Fragestellung: Ein Online-Informationsangebot zum Thema Rehabilitation mit der Möglichkeit einer ersten Einschätzung des eigenen Rehabedarfs könnte hilfreich sein, um bisher nicht erreichte, aber potentiell reha-bedürftige Versichertengruppen zu erreichen und zur Stellung eines Rehaantrags anzuregen.

Methode: Es wurde ein Screening auf Rehabedarf basierend auf dem Work Ability Index (WAI) und dem Index zur Messung von Einschränkungen der Teilhabe (IMET) entwickelt und in eine Website mit Informationen zur medizinischen Rehabilitation eingebettet. Nach Durchführung des Tests kann das Ergebnis (Rehabedarf, Präventionsbedarf oder kein Bedarf) zusammen mit einer entsprechenden Information für den behandelnden Arzt ausgedruckt werden. Dies soll es erleichtern, einen möglichen Reha-/Präventionsbedarf mit dem behandelnden Arzt zu besprechen.
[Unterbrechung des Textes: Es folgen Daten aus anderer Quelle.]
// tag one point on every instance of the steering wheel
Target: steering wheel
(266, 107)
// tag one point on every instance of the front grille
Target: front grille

Die Evaluation des Angebots erfolgt im Rahmen einer randomisierten, kontrollierten Studie mit einer Kohorte von N=8.000 Versicherten zweier Rentenversicherungsträger. Die Gesamtstichprobe besteht je zur Hälfte aus Männern und Frauen sowie aus Versicherten mit und ohne Reha-Vorerfahrung im Alter zwischen 40 und 54 Jahren, die „aktiv“ versichert sind (= mind. ein sozialversicherungspflichtiger Beitrag im letzten Jahr). Die Interventionsgruppe (IG; N=4.000) wird postalisch über das Angebot informiert und erhält individuelle, pseudonymisierte Zugangsdaten zum Test (Rückschlüsse von Screening-Ergebnissen auf einzelne Versicherte sind zu keinem Zeitpunkt möglich). Die Kontrollgruppe (N=4.000) erhält keine Informationen. Nach Ablauf von 24 Monaten sollen die Versichertenkonten der Gesamtstichprobe hinsichtlich folgender Kriterien abgefragt werden: (1) Tod, (2) beantragte und gewährte medizinische Reha-Leistungen (Antragsdatum, Art der beantragten Leistung, Erledigungsart, Reha-Beginn und -Ende), (3) Erwerbsstaus und AU-Zeiten sowie (4) Rentenanträge und bewilligungen wegen Erwerbsminderung. Primäres Outcome ist die Häufigkeit, mit der im Beobachtungszeitraum Rehaanträge gestellt und bewilligt werden.

Ergebnisse: Erste Daten zur Nutzung des Tests liegen sechs Monate nach Freischaltung der Website vor. Innerhalb dieses Zeitraumes wurde der Test 486 Mal durchgeführt, davon in vier Fällen doppelt. Dies entspricht 12 Prozent der Versicherten der IG. Die bisherigen Teilnehmenden sind im Mittel 49 Jahre alt, Frauen und Männer sind annähernd zu gleichen Teilen vertreten (zu 48 bzw. 52 Prozent) und die Mehrheit hat einen niedrigen oder mittleren Schulabschluss. Gut zwei Drittel sind ganztags erwerbstätig und über die Hälfte gibt an, sowohl körperlich als auch geistig tätig zu sein. Die Häufigkeiten der Testzugriffe nach Datum zeigen, dass es besonders viele Zugriffe in den ersten Wochen nach Versand der Anschreiben gab und die Nutzung danach abnimmt.

82 Prozent der Teilnehmenden erzielen einen auffälligen Summen-Wert im WAI (kritische oder mäßige Arbeitsfähigkeit), und bei 43 Prozent ist auch das Ergebnis des IMET auffällig. Entsprechend eines vorher festgelegten Algorithmus erhielt mehr als die Hälfte der Teilnehmenden (52 Prozent) die Rückmeldung, dass Bedarf anRehabilitationsleistungen besteht; bei 33 Prozent besteht Bedarf an Präventionsleistungen. Nur 16 Prozent haben laut Testergebnis keinen Bedarf für eine der beiden Leistungen.

Diskussion: Erste Daten zur Nutzung des Tests sprechen für eine gute Akzeptanz. Der Test stößt allem Anschein nach bei beiden Geschlechtern auf Interesse. Die Mehrheit der Teilnehmer hat laut Screening-Ergebnis einen Bedarf an Reha- oder Präventionsleistungen. Es ist zu vermuten, dass überwiegend diejenigen Männer und Frauen den Test wahrgenommen haben, die bei sich selbst bereits erste Einschränkungen hinsichtlich der Arbeitsfähigkeit oder der Teilhabe wahrgenommen haben. Somit scheint die Zielgruppe erreicht worden zu sein. Wie sich das Angebot auf das konkrete Antragsgeschehen auswirkt, ist noch offen. Hier muss das Ende der Studie und die Auswertung der Daten aus den Versichertenkonten abgewartet werden.

Praktische Implikationen: Der Einsatz von Online-Instrumenten zur Erfassung von Rehabilitationsbedarf wird als sehr vielversprechend bewertet, um die Zugangsgerechtigkeit zu Reha zu erhöhen.